4 Results of Incremental Evolution

Figure 5 (left) shows the summary statistics for ten incremental evolutionary runs. The height of the bars shows the mean numbers of generation to a robust, successful solution at each stage (that is, a high-scoring solution that remains the best in the population for 30 generations with re-evaluations on each generation, thus eliminating “lucky” individuals that scored well once; a high score for obstacle avoidance is 500, for both the visual tasks it is 1). The error bars show the standard error of the mean. All runs were successful at each stage, with moderate standard errors, indicating that the methodology is highly robust. All evolutionary runs started from fully random “primordial soup” populations except when seeded from a previous incremental evolutionary stage; that is, no hardcoding of genotypes was made at any point. Videos of all the behaviours described in this section can be found at www.sussex.ac.uk/easy/research/ehw-vids. At each stage very good transference to the real robot was achieved.

4.1 Obstacle Avoidance

After approximately 250 generations (mean ± s.e. = 261 ± 51) optimal avoiders evolved on each run, going full steam ahead as much as possible. A typical such avoider is illustrated in Figure 6. This one had a slight bias towards a constant left turn, which helped it lock into the optimal attractor around the central obstacle. When approaching a wall head-on, it usually turned left. Some others had a corresponding right bias, these were the two classes of successful avoiders that emerged.

The controller shown in Figure 6 transferred very well onto the real robot, producing qualitatively almost identical behaviour to that in the simulator, as can be seen on the right hand side of the figure.
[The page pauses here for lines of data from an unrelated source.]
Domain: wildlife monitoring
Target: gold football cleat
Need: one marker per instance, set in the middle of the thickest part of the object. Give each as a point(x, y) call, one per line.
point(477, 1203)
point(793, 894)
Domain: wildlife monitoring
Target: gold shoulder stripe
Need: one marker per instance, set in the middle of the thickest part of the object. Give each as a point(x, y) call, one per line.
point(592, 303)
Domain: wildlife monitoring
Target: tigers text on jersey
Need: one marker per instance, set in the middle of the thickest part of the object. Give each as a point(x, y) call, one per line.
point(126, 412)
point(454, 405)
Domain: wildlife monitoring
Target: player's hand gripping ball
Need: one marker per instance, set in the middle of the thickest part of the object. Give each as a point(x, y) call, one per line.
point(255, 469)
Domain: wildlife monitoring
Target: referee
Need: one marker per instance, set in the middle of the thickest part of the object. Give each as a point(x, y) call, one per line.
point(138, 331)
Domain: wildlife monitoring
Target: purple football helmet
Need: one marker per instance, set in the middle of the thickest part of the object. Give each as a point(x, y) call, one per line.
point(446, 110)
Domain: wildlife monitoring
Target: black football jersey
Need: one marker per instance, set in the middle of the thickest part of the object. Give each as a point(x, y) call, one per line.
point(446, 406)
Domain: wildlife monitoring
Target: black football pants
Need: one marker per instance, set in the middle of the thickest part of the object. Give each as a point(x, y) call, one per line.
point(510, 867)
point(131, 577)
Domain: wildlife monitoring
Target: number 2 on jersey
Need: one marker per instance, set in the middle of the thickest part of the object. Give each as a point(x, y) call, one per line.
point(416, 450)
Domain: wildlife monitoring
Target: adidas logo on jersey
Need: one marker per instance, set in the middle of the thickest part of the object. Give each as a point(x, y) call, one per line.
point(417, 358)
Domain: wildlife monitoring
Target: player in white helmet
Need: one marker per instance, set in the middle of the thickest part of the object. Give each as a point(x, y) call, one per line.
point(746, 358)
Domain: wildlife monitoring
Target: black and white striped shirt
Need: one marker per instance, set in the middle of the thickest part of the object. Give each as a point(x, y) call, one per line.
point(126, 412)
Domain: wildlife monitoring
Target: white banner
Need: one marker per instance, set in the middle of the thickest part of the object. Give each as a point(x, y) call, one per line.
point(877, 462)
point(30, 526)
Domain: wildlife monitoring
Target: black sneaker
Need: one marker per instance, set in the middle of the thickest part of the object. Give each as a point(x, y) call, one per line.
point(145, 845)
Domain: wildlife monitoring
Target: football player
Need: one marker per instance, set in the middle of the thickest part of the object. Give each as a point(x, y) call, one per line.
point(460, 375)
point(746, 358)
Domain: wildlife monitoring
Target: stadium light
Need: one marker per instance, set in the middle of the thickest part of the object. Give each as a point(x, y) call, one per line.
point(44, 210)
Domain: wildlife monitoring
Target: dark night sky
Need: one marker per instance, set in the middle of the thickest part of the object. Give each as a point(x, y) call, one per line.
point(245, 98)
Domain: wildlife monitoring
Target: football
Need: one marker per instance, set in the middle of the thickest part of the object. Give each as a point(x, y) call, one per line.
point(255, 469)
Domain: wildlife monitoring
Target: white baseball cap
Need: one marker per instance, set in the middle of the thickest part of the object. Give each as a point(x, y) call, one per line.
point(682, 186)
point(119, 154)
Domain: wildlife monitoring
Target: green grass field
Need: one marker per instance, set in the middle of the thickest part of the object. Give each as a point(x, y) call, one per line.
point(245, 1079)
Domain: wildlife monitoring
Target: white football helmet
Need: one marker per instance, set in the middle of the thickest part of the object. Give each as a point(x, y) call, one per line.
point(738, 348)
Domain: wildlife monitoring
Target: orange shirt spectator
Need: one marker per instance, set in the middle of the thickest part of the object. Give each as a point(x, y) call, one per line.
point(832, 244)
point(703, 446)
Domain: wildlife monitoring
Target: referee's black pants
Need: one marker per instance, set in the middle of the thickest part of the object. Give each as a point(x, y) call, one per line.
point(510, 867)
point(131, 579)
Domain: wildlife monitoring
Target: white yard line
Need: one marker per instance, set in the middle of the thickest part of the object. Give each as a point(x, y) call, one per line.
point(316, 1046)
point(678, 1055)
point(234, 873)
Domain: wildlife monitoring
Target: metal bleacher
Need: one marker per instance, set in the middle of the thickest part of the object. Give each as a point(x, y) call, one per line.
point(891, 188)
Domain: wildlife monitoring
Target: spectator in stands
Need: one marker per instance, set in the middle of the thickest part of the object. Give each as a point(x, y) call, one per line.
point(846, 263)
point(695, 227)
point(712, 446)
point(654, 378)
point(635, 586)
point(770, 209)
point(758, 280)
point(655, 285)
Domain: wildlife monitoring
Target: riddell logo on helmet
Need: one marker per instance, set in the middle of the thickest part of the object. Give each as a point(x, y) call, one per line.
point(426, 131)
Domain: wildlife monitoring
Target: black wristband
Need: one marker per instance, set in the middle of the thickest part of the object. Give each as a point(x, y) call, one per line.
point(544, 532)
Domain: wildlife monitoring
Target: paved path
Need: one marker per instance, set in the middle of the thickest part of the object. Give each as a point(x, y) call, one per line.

Ten fitness evaluations of this controller (the best at the end of an evolutionary run) were measured in the real world with the evaluation function used during evolution. Its mean fitness was 95.1 ±1.6% of the mean fitness in simulation over ten evaluations. The robot was slightly slower in some areas of the arena, where the floor was not perfectly flat, and sometimes rotated away from walls more slowly than in simulation, which accounts for the slightly lower overall fitness. It generalized very well, dealing with obstacles introduced in real time and coping with environments more complex and cluttered than the one used for evolution. When approaching a wedge-shape corridor it slowed down and inched through the gap if it was wide enough, or stopped if not. (See videos at www.sussex.ac.uk/easy/research/ehw-vids.) All other successful avoiders transferred to reality equally well.
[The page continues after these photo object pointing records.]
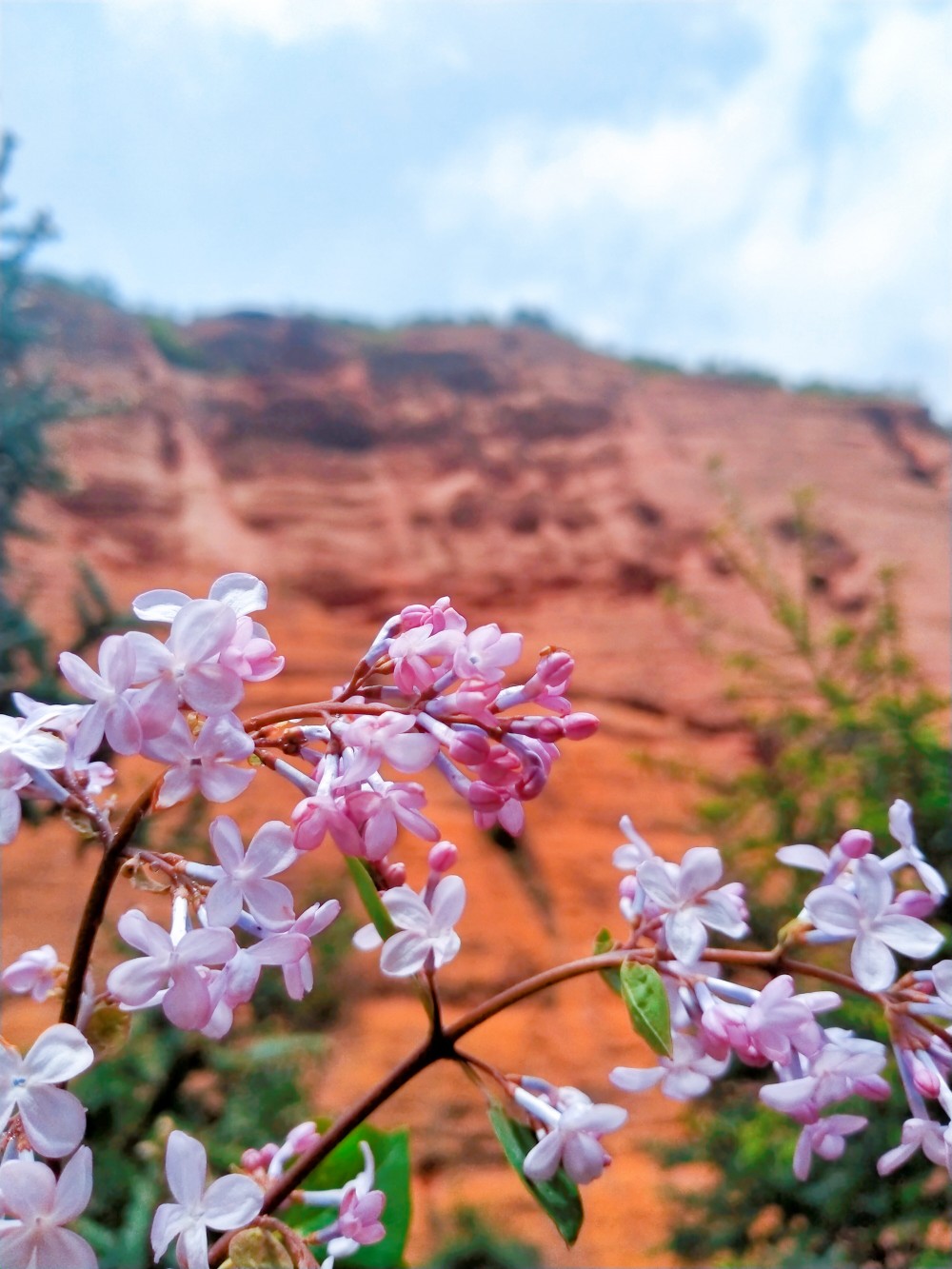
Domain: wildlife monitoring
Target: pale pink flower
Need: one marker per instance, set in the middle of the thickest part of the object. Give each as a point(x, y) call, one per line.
point(34, 972)
point(440, 617)
point(225, 1204)
point(685, 894)
point(688, 1074)
point(390, 736)
point(242, 591)
point(320, 814)
point(837, 1073)
point(634, 852)
point(169, 968)
point(426, 922)
point(381, 808)
point(247, 875)
point(299, 974)
point(26, 742)
point(13, 778)
point(53, 1120)
point(573, 1139)
point(826, 1139)
point(909, 853)
point(414, 652)
point(486, 652)
point(360, 1207)
point(871, 919)
point(202, 764)
point(923, 1135)
point(251, 655)
point(40, 1204)
point(235, 983)
point(780, 1021)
4.2 Vision-Based Goal Approach in Empty Arena

Seeded from the best obstacle avoider from the end of first stage, after approximately a further 1200 generations (1228 ± 381) robust successful visual goal finding (homing) controllers were evolved on each of the incremental runs. The behaviour of a typical successful evolved controller is shown in Figure 7. It begins by rotating clockwise until the goal is behind it. If it misses “locking the target” in one rotation (due to the low frame rate and distant target), it slows its rotation speed down until it catches it. At that point it starts approaching the goal in reverse with a very slight left turn. This left turn causes it to occasionally “unlock” the target which prompts a return to the clockwise rotation whereon the robot quickly locks back onto the target again: this amounts to an evolved calibration method which also allows it to deal with natural drift due to motor noise. Upon reaching the target, the robot maximizes its fitness score by moving back and forth from the target while staying within the (double scoring) goal zone: remarkably complex behaviour for considerably less than 256 transistors. Traces of the best individuals throughout this particular evolutionary run can be seen in Figure 7, giving an idea of how the behaviour developed over evolutionary time.

The best controller at the end of each evolutionary run transferred very well to the real arena (Figure 7) robustly identifying and approaching the target from all parts of the arena and qualitatively replicating the behaviour seen in the simulator. Ten fitness evaluations of the controller shown in Figure 7 were measured in the real world with the evaluation function used during evolution. Its mean fitness was 96.3 ± 1.8% of the mean fitness in simulation over ten evaluations. The robot was sometimes slightly slower in rotating and locking onto the target, and like the obstacle avoiders, was slower moving in some (unlevel) areas of the arena. Figure 7 (far right) shows the controller generalising to a fairly significant variation in the environment which was unseen during evolution, namely an obstacle obscuring the view of the target. The controller also generalized well to a moving “portable target” (a red plastic box) through its natural recalibration mechanism. On other runs the solutions found were very similar at the behavioural level; some rotated in the opposite direction, some moved forwards rather than backwards, some used slightly larger looping movements and tended to approach from more of an angle. The very fittest all produced behaviour very similar to that shown in Figure 7.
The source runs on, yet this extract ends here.